Leaves, lichens and logs

A rapid departure last week from Oaklands as we headed to Amsterdam to see old friends. The house and grounds tested us on this quick visit, more so than in the warm summer days when working outside until the evening is a pleasure. This time the light was almost gone by 4pm, the ancient boilers threw tantrums, the AGA had gone on strike, and the sun was rarely sighted. The beauty was undiminished though - I appreciate that not everyone loves the cold wet months in Northern Europe, but for me that absolute change in the light and the trees is still breathtaking.


It is all wetness and low skies this week. The winds are scouring the remaining leaves off the trees, and every patch of grass and path has disappeared under a carpet of foliage. Neil is all for collecting and tidying, mindful of leaf mould in years to come, while I just grab handfuls of leaves to make cosy blankets for dormant hostas and spring bulbs. Uncertain whether ‘cosy’ or indeed any kind of winter protection will ever be a requirement again in this unsettled world: it is late November with notionally the true winter weather yet to come, but the trees are already budding, catkins are popping out on the hazels, and those spring bulbs are already starting to emerge.
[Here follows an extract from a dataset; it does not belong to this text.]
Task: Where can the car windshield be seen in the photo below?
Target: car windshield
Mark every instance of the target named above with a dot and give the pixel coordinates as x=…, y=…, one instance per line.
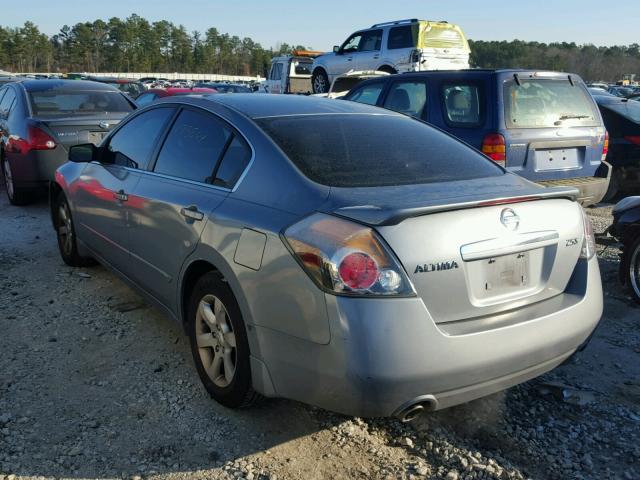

Floods are engulfing large parts of the West Midlands and Yorkshire, and our drive to Hereford shows the fields surrounding Bodenham submerged and glittering under sheets of water. Iceland and Norway hold ceremonies to bid farewell to glaciers, and Attenborough takes to our screens once more, but this time the images of climate crisis are truly shocking, and those dulcet tones have taken a sharper note. I disturb a hibernating ladybird and feel guilt-stricken: as a child in rural Worcestershire I could never have imagined a time when every beetle and bee and butterfly needed to be helped at every possible opportunity.


Happily our lichens seem to need little assistance here, thanks entirely (I presume) to the clean Herefordshire air and lashings of westerly rains. More trees were felled here this week - three elderly fruit trees, plus an extremely sprightly young poplar with designs on our drains - and the old pear and plum trees were covered in an extraordinary array of ancient flora. I know little about lichens, but find the range of colours and shapes extraordinary - like looking underwater at a bed of corals. The Lake District was the last place I had seen an array like these - feel as if we could happily feed the odd reindeer or two with the quantities here.







Tree felling of course means logs. Or in this case, logs plus vast amounts of twiggy brash, as all the trees were 10-15m tall. Our agreement with the tree company was that the condemned specimens should be felled and sawn into ‘manageable pieces’. Not too sure whose measuring tape settled the ‘manageable’ criterion, but suffice to say Neil and my brother had to spend some considerable time with chainsaws reducing ‘manageable’ to ‘useable’. Fired by our determination not to waste anything, we decided also to save the twigs and ivy-encrusted smaller branches, all of which makes fantastic kindling. As the large wood store filled rapidly and the rain commenced, the reality of processing that much raw material sank in, and we opted instead to let twigs, branches and remaining logs season outside by the wall for a while. This is not all laziness on our part: accepted rural wisdom is a year seasoning the wood outdoors, a year under shelter drying, then in the third year you have perfect logs. Time - or rather the quality of our fires in 2021 - will tell.